From Keith Ellison and the “Reichstag”:
Upon assuming office, United States Congressmen swear to “support and defend the Constitution of the United States against all enemies, foreign and domestic.” Representative Keith Ellison (D-MN) is on the job, zeroing in on a large-scale plan to subvert the Constitution, led by none other than George W. Bush. Speaking last week in Minnesota to a meeting of a group called Atheists for Human Rights, Ellison said of the September 11 attacks:
“It’s almost like the Reichstag fire, kind of reminds me of that. After the Reichstag was burned, they blamed the Communists for it, and it put the leader [Hitler] of that country in a position where he could basically have authority to do whatever he wanted.”

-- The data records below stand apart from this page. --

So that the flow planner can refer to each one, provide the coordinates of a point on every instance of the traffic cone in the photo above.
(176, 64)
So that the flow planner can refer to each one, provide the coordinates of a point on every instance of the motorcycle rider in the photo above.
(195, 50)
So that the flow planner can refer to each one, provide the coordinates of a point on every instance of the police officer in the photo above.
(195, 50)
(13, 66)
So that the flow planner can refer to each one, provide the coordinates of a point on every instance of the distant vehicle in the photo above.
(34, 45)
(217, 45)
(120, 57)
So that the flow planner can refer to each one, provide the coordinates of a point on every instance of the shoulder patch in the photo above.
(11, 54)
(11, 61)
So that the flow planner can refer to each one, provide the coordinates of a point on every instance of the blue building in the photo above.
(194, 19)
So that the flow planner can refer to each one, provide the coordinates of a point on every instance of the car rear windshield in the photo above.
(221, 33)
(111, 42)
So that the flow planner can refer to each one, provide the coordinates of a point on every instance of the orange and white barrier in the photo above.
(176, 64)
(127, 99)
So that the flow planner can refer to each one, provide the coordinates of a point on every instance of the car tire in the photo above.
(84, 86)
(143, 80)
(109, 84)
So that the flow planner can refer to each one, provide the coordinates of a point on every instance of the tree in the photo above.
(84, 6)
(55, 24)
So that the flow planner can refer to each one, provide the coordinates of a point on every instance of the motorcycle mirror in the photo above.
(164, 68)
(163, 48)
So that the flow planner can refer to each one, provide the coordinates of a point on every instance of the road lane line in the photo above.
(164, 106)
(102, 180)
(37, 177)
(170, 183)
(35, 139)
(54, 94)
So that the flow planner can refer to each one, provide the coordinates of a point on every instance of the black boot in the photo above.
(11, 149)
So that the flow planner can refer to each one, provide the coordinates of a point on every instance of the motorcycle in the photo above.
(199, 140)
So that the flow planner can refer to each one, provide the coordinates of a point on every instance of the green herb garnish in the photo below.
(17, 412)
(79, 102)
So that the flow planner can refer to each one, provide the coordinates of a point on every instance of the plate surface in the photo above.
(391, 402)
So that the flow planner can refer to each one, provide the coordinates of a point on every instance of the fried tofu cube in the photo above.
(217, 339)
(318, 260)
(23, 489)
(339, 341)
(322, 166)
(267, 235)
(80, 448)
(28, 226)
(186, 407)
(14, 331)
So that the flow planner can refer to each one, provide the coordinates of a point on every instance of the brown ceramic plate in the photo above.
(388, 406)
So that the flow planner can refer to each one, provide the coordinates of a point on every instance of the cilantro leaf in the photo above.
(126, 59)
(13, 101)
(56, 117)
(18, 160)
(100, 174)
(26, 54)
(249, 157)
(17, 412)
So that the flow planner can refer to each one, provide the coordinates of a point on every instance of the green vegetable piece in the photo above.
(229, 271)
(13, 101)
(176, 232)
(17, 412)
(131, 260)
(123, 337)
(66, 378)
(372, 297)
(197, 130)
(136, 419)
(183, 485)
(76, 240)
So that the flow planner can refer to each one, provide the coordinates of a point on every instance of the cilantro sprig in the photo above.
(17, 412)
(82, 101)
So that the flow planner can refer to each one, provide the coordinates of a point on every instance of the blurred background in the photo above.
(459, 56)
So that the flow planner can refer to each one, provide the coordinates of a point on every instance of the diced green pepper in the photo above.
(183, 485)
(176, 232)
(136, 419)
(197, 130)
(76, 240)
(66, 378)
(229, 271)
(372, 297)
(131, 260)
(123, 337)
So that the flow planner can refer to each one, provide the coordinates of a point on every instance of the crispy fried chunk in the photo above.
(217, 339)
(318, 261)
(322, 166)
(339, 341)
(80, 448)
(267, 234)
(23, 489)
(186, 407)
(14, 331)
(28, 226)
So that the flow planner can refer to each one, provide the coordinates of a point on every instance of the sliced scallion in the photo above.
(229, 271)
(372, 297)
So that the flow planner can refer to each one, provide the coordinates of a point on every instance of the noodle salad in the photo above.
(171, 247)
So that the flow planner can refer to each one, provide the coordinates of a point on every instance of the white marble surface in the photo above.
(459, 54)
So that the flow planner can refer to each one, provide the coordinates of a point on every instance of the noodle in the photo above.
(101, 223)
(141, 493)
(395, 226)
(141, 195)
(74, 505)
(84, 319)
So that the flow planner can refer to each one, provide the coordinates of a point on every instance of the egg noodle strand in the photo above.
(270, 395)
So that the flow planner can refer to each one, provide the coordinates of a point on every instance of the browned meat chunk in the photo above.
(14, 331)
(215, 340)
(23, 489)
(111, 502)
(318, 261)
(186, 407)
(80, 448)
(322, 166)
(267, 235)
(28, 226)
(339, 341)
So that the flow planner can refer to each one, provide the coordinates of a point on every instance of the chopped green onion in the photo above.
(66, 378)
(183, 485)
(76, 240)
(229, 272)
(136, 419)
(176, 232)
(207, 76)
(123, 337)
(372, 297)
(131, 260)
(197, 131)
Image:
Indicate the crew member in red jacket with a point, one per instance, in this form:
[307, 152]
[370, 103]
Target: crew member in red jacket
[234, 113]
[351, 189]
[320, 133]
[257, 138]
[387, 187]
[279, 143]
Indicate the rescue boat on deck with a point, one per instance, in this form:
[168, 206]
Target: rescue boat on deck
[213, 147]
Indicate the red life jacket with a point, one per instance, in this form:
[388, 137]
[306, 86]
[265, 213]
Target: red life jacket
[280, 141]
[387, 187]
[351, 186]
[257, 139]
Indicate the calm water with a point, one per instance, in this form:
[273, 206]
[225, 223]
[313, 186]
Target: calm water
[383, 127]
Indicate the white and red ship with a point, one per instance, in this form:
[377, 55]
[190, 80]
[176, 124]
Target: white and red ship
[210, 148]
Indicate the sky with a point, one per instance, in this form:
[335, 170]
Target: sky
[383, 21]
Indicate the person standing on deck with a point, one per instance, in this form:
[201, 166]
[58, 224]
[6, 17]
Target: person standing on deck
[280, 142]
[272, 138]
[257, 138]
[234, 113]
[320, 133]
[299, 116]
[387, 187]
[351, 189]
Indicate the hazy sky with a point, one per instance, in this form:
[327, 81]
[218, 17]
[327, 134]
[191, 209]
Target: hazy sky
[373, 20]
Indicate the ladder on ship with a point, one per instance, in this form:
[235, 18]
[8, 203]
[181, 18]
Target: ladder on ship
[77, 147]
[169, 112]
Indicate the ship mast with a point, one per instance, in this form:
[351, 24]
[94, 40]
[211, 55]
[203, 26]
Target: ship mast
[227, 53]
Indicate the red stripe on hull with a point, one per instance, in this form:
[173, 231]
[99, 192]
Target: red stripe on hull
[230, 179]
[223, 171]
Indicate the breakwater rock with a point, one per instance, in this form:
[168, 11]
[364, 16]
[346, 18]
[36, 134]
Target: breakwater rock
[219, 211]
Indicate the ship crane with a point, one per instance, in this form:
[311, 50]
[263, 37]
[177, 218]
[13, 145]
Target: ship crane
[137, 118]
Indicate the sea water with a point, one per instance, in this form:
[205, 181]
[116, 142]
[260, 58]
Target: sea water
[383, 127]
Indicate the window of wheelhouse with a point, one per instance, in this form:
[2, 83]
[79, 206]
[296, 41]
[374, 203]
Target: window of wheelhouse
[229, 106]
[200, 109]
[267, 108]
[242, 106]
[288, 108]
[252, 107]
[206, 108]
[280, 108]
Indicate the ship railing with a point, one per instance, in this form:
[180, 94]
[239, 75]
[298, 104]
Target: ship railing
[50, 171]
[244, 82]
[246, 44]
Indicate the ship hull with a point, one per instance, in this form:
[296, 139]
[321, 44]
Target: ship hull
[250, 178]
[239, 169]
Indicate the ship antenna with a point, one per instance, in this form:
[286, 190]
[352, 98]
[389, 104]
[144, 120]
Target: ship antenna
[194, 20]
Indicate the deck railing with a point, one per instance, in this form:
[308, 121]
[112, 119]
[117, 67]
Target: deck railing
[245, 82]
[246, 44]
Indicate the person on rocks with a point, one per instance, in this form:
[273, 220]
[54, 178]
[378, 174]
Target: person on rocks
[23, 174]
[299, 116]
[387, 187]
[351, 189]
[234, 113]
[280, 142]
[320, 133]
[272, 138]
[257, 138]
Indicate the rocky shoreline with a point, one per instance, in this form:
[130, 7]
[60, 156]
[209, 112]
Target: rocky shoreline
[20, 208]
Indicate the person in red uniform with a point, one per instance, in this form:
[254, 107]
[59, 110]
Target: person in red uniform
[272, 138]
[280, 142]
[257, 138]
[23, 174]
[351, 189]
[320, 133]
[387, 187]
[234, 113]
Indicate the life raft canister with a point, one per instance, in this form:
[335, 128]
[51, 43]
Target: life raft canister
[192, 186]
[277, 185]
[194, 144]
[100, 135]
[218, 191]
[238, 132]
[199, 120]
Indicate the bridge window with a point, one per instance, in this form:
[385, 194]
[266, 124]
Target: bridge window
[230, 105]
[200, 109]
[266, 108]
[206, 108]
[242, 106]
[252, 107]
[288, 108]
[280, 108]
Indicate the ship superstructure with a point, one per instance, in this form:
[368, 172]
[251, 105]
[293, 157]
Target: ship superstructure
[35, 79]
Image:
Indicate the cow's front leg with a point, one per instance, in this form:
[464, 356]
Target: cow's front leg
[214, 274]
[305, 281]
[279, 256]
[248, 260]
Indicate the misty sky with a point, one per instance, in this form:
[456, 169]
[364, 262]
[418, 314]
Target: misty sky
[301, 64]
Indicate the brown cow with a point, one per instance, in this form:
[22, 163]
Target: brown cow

The Nazi regime staged the fire at the Reichstag, the German Parliament building, on February 27, 1933, and blamed it on German and foreign Communist agents. The German Communist party was swiftly outlawed, thousands of Communists were arrested, and Hitler and his henchmen were able to bully the other parties in the German Parliament to grant him dictatorial powers, allowing him to legislate without approval from the assembly. But in making this comparison Ellison emphasized that he wasn’t saying that the Bush Administration staged the 9/11 attacks, because, “you know, that’s how they put you in the nut-ball box — dismiss you.”
Ellison didn’t entirely avoid the “nut-ball box,” however. He went on to assert that Vice President Cheney’s behavior when he refused to answer questions put to him by Congress was “the very definition of totalitarianism, authoritarianism and dictatorship.” Such a “definition” may come as a surprise to those who may think that concentration camps, rule by fiat, and violent suppression of dissent are more reliable hallmarks of totalitarianism, authoritarianism and dictatorship than declining to respond to inquiries. And Ellison’s overall point was no more successful at avoiding “nut-ball” territory. To suggest that since 9/11 Bush has been “in a position where he could basically have authority to do whatever he wanted” ignores not only the Democrat-controlled Congress and the mainstream media’s unstinting hostility to the President, but the fact that Ellison himself was speaking freely, without fear of retribution – while if someone like him had said similar things in National Socialist Germany, he would have faced arrest and torture.